I have been running abinitio on a server using mpi to utilize 13 cores. There have been a few times over the last month when we had to restart abinitio. My question is will abinitio pick up the fold count where it left off, or will it start the count from one again?
Abinitio didn't overwrite the silent out files, it just kept writing to the end of the files. But it seems to be taking longer then I expected, maybe I'm just overestimating how long this should take. I also looked at one of the silent out files and after about 6700 folds the number went back down to 14. Does this mean that the folding started over after we had to restart? This is the command I used to run abinitio.
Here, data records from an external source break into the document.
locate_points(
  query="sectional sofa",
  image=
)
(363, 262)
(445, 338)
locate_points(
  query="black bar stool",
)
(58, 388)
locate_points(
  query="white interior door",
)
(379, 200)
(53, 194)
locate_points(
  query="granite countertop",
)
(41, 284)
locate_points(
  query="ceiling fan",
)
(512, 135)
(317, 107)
mpirun -np 14 AbinitioRelax.linuxgccrelease -database /opt/rosetta-3.2.1/rosetta_database/ -in:file:fasta t000_.fasta -in:file:frag3 aat000_03_05.200_v1_3 -in:file:frag9 aat000_09_05.200_v1_3 -abinitio:relax -relax:fast -abinitio::increase_cycles 10 -abinitio::rg_reweight 0.5 -abinitio::rsd_wt_helix 0.5 -abinitio::rsd_wt_loop 0.5 -use_filters true -psipred_ss2 t000_.psipred_ss2 -out:file:silent t000_silent.out -nstruct 20000
I just want a total of 20000 folds, is that what this command will give, or will it do 20000 folds 13 times?
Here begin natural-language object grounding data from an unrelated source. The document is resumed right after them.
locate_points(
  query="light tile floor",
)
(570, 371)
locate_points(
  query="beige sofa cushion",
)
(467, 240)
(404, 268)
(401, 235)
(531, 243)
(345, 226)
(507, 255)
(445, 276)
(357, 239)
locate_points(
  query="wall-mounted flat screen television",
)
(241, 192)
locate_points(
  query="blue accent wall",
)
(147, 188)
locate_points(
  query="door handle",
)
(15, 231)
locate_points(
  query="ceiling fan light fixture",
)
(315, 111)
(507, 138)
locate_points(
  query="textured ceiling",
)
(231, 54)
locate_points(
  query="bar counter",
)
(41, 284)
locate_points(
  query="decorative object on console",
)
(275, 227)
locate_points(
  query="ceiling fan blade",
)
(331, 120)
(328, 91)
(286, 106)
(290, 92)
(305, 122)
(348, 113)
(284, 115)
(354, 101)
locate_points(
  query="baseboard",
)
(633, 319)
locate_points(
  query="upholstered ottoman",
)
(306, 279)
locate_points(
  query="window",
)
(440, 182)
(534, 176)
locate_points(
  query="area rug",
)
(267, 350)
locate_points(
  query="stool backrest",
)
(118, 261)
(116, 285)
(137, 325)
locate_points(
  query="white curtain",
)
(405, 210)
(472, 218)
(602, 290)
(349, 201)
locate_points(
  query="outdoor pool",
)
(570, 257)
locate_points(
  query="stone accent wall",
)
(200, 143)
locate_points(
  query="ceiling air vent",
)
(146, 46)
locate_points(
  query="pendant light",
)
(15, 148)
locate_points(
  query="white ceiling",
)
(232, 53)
Thanks for any help with this problem.
Abinitio is non-intuitively and non-obviously not compatible with MPI in 3.2.1. I suspect your problem is more related to that. If you look at your result file you will probably find that it does structure 1 13 times, then structure 2 13 times, etc.
It should know where it left off and restart there, but I can't say for sure that it does.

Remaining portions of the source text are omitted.